New Drill on Due Diligence

Due diligence on mergers and acquisitions has gotten increasingly rigorous in the past couple of years, with prospective buyers and sellers more sensitive to potential risks in the wake of the recent financial crisis and recession, and lenders maintaining tougher standards.

The heightened caution on deals hasn’t slowed business down for Orange County law offices, investment banks and accountants.

Data from Los Angeles-based investment bank B. Riley & Co. indicate that OC remained busy on M&A for the second year in a row (see related story, page 28).

The new rigor on due diligence meant the local gains were hard-earned, according to Stephen Perry, a managing director at Irvine-based investment bank Janes Capital Partners.

“Due diligence is taking longer, it’s more thorough—it’s resulting in higher risk and incidence of deal ‘fallout,’ ” Perry said. “Deals are getting done; they just take longer. They take more man hours to complete.”

Janes Capital specializes in the aerospace and defense industry.

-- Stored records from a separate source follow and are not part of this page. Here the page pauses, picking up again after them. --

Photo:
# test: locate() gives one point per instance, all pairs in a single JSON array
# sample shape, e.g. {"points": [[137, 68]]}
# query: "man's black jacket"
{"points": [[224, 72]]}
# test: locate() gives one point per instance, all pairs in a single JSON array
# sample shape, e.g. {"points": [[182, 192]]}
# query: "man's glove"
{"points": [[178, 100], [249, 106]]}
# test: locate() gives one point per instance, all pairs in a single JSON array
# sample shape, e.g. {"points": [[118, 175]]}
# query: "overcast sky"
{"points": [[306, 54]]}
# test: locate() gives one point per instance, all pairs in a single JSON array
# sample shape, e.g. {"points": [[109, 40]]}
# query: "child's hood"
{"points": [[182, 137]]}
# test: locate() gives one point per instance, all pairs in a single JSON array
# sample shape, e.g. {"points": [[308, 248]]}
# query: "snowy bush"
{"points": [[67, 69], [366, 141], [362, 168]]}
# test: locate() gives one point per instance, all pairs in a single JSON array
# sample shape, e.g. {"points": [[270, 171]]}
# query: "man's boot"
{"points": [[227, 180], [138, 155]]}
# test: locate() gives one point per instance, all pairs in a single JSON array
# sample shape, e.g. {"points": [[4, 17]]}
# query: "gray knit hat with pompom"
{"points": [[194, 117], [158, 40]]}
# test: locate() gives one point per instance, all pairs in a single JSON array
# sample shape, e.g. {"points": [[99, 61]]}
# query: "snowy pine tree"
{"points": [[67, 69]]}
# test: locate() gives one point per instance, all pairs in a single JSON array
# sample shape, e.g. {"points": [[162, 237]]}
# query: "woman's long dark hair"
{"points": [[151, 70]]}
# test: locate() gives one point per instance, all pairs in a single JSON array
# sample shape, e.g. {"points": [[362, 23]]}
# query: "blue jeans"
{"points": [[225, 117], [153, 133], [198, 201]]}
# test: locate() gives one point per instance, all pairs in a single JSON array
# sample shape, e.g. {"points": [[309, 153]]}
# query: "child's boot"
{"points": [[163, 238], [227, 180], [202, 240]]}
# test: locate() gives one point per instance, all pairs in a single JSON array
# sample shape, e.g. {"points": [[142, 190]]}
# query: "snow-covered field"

It wrapped up 2012 with six deals for a combined value of about $475 million.

That was “about twice our typical activity,” Perry said, in part buoyed by “a spike in activity in the fourth quarter” due to uncertainty about tax-rate increases in 2013 (see related story, page 30).

Another OC firm that saw a banner year in terms of M&A transactions was Costa Mesa-based law firm Rutan & Tucker LLP.

George Wall, a partner in the firm’s corporate section, said he worked on 25 deals last year, compared with the “usual 15.” The combined value topped $2 billion, with disclosed prices ranging from $1 million to $500 million.

“Generally, the bigger the transaction or the target, there are more things that need to be addressed,” Wall said. “However, [regardless of size], the complexities that can rise on a particular transaction [can vary]. There are the legal components on structuring the transaction. There are problems that may be unique to that particular company. Those can include not just accounting issues or environmental issues; they can also be personality issues, as well as passive and active owners of a company.”

Wall said his team faced an “extremely complex” situation when representing maxIT Healthcare Holdings Inc. in a $500 million sale by Los Angeles-based private equity firm Riordan Lewis & Haden to Science Applications International Corp. in McLean, Va. Kenneth Hubbs, a managing director in Riordan’s Irvine office, oversaw maxIT for five years before the exit.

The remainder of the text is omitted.